Whitie Jack accepted the unspoken invitation.
“Gimme another mug of suds,” he said.
The glass was replenished.
“You seem to have pulled a good job, Whitie,” said Billy Kane approvingly. “The tenement is next to the café on the corner, eh? All right, I know the place. What next?”
Whitie Jack gulped down half the contents of his glass.
“I guess I did,” he said complacently. “I wasn’t pipin’ de lay all day for nothin’—wot? De place has three floors, an’ two flats on each floor, savvy? It ain’t much of a place, neither. Peters’ flat is on de second floor, on de right as youse go up. Dere’s nobody at home, but he comes down dere himself to give de place de once-over one night a week. De family’s away somewhere for a vacation, sniffin’ in de ocean breezes at some boardin’ house. Gee, say, de guy must have money to pull de high brow, out-of-town-in-de-summer stuff for de family!”
Billy Kane nodded.
Whitie Jack finished his glass, and drew his sleeve across his mouth.
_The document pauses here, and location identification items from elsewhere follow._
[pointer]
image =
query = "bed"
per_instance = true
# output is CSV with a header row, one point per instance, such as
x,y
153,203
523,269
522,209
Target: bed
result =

“Two of de flats is vacant,” he said. “One on de second floor, an’ one on de top. De other one on de top over Peters’ flat is where dat crazy old fiddler guy, Savnak, hangs out all by his lonesome. But Savnak won’t bother youse none. He’s out every night. He goes down to Dutchy Vetter’s jewelry shop, an’ him an’ Dutchy, bein’ nuts on music an’ pinochle, dey goes to it for half de night. Old Savnak’s got bats in his belfry, I guess; but I guess he can fiddle all right. I heard he used to be a big bug leadin’ some foreign or-kestra, an’ was a count or dook or something, an’ den de dope got him, an’ den he came out here. He ain’t livin’ like a dook now, an’ I guess it takes him all his time to scratch up his rent. Bats, dat’s wot he’s got—bats an’ dope. Dey got him to play one night down to Heeney’s music hall, an’ he went up in de air an’ quit flat ’cause de waiters kept circulatin’ around an’ dishin’ out de suds while he was playin’! Say, wot do youse know about dat! An’ den——”
“Stick to cases, Whitie,” interrupted Billy Kane patiently. “I’m expecting company in a few minutes. What about the ground floor? Who lives there?”